From: Jason McKesson <jmckesson_at_[hidden]>
Date: Thu, 17 Aug 2023 14:25:03 -0400
On Thu, Aug 17, 2023 at 2:01 PM Frederick Virchanza Gotham via
Std-Proposals <std-proposals_at_[hidden]> wrote:
>
> On Thursday, August 17, 2023, Tom Honermann wrote:
> > The code has undefined behavior since
> > no object of std::array<T,len> actually
> > exists at the address returned by
> > pretend_is_std_array().
>
>
> Yeah but something ABI-compatible with it does. But even if it were zero-initialised memory, that can be an array of int's all set to zero.
>
>
> > While the code might exhibit the behavior you
> > want today, there is no guarantee that a future
> > compiler upgrade won't include optimizer
> > changes that cause it to behave differently.

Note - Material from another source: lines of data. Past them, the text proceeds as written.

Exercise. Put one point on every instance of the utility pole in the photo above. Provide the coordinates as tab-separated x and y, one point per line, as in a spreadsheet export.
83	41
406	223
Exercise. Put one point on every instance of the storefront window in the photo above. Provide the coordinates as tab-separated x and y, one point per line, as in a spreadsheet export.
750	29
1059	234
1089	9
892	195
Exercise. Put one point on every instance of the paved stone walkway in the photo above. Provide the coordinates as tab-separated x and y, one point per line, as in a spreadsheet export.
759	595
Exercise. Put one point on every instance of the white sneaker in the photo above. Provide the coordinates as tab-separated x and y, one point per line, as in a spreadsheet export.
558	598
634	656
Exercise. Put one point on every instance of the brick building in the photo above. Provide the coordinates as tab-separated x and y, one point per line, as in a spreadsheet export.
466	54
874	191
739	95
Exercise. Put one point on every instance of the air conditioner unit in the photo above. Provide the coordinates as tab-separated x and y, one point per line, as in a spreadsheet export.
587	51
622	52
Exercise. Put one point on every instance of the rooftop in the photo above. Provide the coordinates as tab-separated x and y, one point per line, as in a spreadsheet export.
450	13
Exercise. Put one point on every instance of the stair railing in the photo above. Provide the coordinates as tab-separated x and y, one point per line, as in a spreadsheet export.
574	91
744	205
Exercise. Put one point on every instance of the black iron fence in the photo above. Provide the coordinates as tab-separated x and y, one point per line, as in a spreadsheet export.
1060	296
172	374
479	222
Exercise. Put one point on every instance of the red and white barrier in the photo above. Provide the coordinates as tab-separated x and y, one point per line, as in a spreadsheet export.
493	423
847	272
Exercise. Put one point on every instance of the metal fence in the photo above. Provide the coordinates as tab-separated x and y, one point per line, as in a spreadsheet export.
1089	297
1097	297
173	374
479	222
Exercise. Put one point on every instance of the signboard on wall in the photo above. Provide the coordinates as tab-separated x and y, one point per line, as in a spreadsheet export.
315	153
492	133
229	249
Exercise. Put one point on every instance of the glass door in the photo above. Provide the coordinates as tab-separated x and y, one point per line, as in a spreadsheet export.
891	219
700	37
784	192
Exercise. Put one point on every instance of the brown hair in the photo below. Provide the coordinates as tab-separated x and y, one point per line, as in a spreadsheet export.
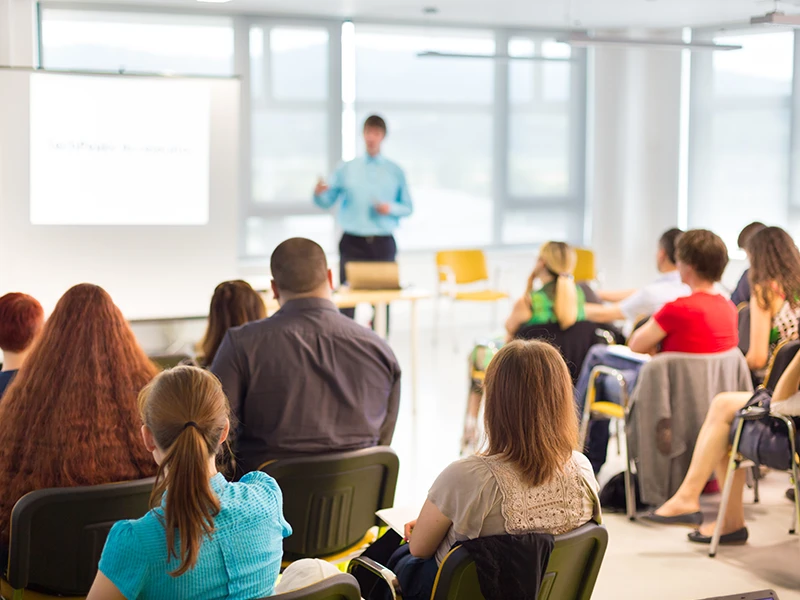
747	234
530	411
70	416
299	266
774	266
234	303
560	259
187	412
705	252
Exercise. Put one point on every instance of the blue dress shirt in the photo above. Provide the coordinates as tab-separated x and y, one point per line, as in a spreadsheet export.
361	184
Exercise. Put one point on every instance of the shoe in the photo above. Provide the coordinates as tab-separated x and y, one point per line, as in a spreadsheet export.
729	539
692	519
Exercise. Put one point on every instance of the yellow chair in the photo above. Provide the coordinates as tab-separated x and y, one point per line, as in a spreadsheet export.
457	268
585	268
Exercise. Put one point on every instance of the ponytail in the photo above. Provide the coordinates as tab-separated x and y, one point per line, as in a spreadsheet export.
191	504
187	413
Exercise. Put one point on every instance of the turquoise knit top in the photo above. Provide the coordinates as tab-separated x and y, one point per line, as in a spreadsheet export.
241	560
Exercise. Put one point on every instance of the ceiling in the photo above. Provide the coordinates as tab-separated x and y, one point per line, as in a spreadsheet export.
522	13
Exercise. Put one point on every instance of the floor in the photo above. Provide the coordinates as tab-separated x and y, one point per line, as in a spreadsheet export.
642	561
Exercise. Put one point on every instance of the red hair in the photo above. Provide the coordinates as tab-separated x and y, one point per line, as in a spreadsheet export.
70	417
21	318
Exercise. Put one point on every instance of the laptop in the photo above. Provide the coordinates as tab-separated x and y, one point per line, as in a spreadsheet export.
762	595
368	276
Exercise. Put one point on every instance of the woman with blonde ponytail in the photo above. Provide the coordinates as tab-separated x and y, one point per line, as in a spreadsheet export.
558	300
204	537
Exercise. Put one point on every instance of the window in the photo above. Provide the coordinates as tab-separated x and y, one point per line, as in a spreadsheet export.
135	42
741	134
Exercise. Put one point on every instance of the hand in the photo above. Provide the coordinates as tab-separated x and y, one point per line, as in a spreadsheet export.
408	530
321	188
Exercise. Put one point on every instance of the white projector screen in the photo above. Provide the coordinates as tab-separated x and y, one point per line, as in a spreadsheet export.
118	151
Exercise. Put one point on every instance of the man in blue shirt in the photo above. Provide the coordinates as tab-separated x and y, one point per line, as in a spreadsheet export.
374	197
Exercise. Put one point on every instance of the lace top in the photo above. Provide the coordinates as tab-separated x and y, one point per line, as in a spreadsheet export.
485	496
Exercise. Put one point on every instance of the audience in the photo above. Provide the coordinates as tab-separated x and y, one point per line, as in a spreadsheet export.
558	300
529	479
308	379
712	452
633	305
742	291
205	538
234	303
21	320
774	280
70	417
704	322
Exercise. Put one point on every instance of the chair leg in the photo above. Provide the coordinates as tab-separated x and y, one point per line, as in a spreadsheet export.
733	464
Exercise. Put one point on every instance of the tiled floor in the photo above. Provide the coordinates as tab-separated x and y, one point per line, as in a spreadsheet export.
643	561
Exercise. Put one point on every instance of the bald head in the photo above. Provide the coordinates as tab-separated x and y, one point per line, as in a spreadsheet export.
299	268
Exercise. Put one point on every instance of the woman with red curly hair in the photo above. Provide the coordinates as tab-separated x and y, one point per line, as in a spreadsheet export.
21	319
71	417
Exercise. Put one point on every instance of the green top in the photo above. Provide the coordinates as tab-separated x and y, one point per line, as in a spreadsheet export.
542	305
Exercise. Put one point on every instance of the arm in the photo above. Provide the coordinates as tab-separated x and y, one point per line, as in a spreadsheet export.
229	371
614	295
603	313
334	189
104	589
760	326
429	531
520	314
646	339
387	429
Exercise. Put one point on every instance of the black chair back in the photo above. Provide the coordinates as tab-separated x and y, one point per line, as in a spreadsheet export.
781	357
58	534
330	500
573	343
571	572
338	587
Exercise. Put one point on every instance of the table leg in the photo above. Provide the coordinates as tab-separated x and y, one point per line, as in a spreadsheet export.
379	320
414	357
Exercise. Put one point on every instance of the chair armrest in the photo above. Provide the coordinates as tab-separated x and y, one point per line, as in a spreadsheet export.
378	569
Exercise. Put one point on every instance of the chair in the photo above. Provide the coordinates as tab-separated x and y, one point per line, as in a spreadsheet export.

> > Violating the C++ object model is not
> > something I would recommend.
>
>
> Change the pointer to 'a pointer to volatile' and then use std::launder on it.
>
> By the way I've only ever seen one example of C++ code that behaves differently when you use 'launder', and it involved a constructor using 'placement new' to invoke a constructor belonging to another class on the current object, something like:
>
> MyClass::MyClass(void)
> {
> ::new(this) SomeOtherClass();
> }
>
> The use of 'launder' prevented caching of the vtable -- which can also be achieved by making the object 'volatile' like I did in a puzzle I composed on Codewars:
>
> https://www.codewars.com/kata/6359c81e00fba2852618a1cb/
>
> The object model in C++ isn't as wild and wacky as some people make it out to be. There isn't and optimiser up on a lighthouse with a sniper rifle waiting for the perfect opportunity to invoke UB.

You are on a mailing list discussing the C++ object model as defined
by the standard. Within that context, we *treat* the standard as if
there is a sniper "waiting for the perfect opportunity to invoke UB".
Examining how specific systems behave might be useful for defining
what things ought to be UB, but UB is not something that the standard
would ever merely ignore.

Put simply, unless you're suggesting that the standard changes what is
and is not UB, what individual compilers do isn't all that important.